Sunday, March 22, 2009

How to have an English sing-along

And I mean English … not Irish or Welsh or Scottish. How is it possible to have an unplanned, spontaneous and genuine gathering of people who sing together?

I was listening to a broadcast from 24 May 2008 of a BBC Radio 3 programme called World Routes which included a session from the London Bulgarian Choir.

The presenter asked the choir’s leader Dessislava Stefanova:

“Why is there such a strong choral tradition in Bulgaria?”

Dessi replied:

“In terms of the authentic choral tradition, it is because this was one of the main ways in which people socialised – through song”

Also on the programme were Joe Boyd and Max Reinhardt who were recommending some of their favourite CD recordings from Eastern Europe. Their wide-ranging discussion included talking about the differences between village harmony singing and the more professional, often gypsy, musicians who might play at weddings and other celebrations.

It was quite clear that throughout Eastern Europe (and probably many other countries), there are still many, many communities where the everyone sings together on a regular basis. It is typical for individuals to have up to 40 or so songs in common, so very easy for groups of people to break into song.

But in England? When was the last time you had a spontaneous sing-along other than at a football match or at a pub karaoke session? Have you ever tried to start a group singing only to fizzle out half way through the first verse because nobody can remember the words? Or you launch into what you believe to be a well-known song only to be met by confused silence as nobody joins in with you?

Community singing used to be a big pastime in this country (see Singing from the same hymn sheet, Singing together and Should singing together be a guilty pleasure?). But every now and then it dies out and people try to revive it. The last time a really big initiative was launched in the UK was in the 1920s. That was perhaps one of the last times when the majority of people knew a whole bunch of songs in common. Even now, most people know some of these same songs: “Pack up your troubles”, “Bicycle made for two”, “It’s a long way to Tipperary”, “What shall we do with the drunken sailor”, “My bonnie lies over the ocean”. But they often can’t sing them right through without the lyric sheet!

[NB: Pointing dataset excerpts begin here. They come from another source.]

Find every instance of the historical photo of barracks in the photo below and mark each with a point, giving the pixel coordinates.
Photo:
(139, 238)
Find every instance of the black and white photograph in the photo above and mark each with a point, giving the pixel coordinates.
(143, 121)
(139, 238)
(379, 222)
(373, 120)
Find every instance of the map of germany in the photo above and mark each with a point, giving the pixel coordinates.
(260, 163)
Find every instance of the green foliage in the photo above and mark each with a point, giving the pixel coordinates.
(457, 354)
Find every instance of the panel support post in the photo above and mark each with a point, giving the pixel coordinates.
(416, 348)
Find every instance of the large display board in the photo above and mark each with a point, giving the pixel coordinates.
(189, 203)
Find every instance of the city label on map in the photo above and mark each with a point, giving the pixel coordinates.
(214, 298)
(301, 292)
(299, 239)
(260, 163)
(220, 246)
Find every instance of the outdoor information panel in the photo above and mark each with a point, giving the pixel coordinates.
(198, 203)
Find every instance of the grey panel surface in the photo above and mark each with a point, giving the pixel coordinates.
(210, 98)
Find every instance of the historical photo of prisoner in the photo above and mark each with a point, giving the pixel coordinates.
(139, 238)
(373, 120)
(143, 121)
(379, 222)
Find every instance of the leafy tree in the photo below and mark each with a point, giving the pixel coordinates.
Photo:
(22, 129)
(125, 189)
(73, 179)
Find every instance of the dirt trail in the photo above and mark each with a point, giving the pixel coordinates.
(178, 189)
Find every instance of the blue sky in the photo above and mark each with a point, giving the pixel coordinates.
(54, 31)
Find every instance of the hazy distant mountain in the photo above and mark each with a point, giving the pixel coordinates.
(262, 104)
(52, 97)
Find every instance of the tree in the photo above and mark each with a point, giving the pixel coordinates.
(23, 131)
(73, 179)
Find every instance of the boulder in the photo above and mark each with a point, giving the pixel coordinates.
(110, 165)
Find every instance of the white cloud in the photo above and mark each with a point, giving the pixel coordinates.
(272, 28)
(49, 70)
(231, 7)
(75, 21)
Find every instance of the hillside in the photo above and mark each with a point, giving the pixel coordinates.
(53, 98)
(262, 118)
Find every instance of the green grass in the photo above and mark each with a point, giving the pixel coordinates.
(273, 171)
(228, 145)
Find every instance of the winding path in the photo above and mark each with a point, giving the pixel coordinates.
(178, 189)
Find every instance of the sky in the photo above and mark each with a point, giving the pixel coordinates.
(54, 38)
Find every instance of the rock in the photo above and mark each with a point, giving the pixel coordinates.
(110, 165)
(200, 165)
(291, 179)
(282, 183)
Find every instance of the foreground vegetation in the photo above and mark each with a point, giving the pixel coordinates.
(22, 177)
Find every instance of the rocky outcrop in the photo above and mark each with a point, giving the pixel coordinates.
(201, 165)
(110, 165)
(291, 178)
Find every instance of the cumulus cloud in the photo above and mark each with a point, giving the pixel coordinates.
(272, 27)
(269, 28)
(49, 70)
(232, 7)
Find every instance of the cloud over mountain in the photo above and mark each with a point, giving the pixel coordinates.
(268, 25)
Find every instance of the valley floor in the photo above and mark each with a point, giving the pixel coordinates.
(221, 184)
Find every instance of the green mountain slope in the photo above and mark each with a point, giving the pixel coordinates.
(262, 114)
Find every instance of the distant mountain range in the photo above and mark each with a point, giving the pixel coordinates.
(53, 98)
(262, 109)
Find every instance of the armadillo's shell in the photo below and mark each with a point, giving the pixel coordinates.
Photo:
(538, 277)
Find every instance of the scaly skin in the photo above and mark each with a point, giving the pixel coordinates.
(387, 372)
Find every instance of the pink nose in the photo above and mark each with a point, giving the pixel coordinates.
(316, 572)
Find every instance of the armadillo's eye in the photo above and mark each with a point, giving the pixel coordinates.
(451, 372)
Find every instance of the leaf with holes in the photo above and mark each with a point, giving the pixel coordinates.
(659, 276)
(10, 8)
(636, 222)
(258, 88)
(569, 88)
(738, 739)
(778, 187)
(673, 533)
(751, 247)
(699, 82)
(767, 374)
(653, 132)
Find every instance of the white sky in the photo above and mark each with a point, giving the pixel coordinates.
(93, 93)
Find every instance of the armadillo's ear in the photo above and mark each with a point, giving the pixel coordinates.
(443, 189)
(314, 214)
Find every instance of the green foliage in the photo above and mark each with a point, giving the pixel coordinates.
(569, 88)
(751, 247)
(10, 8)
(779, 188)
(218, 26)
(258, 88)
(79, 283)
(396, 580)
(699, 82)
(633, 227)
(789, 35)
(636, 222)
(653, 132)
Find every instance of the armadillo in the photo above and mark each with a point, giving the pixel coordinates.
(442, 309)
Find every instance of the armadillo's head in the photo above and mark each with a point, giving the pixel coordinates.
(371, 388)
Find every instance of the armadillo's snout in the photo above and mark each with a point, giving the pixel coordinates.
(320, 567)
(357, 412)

The other week I tried to set up a singing evening with a bunch of friends. OK, it wasn’t entirely spontaneous, but the idea was that we would gather at someone’s house with the intention of having a jolly good sing-along. I asked people to bring instruments if they had them, and a song to share.

Worrying that it might be hard to get the evening going, I prepared a set of lyric sheets with around 20 songs, mainly from the 1960s (we are all of a certain age!). I certainly didn’t want to ‘lead’ the evening, but on the other hand knew that it might take a while to get going. In the end, a couple of people got guitars out and off we went.

I had hoped that:

  • the evening would go very smoothly
  • people would spontaneously start singing and everyone else would join in
  • we would have plenty of songs in common
  • there would be no long, awkward silences
  • there would be a variety of repertoire, some songs with instruments, some without

However, it didn’t quite turn out like that!

  • not everyone knew every song that I’d put on the lyric sheets
  • sometimes the guitarists introduced a song that was not on the sheet, but nobody knew all the lyrics
  • people were very nervous about initiating a song
  • people began to rely on the guitarists and it became a little bit like a ‘performance’
  • the focus was all on the lyric sheets and everyone appeared to forget all the other songs that they might know
  • most people were very self conscious and a little scared of starting a song off, even though most of the people were in choirs and had sung in public

If you’ve read this far, you might be expecting an answer to the post’s title: How to have an English sing-along. Unfortunately I don’t have the answer! I was hoping some of you out there might have some good ideas on how to make a sing-along evening work better.

Can you think of ways of making such an evening go smoothly without it being led too formally?

Why do people end up being so self-conscious, even amongst friends?

Should I just give up and accept that for us, singing together is no longer part of our culture?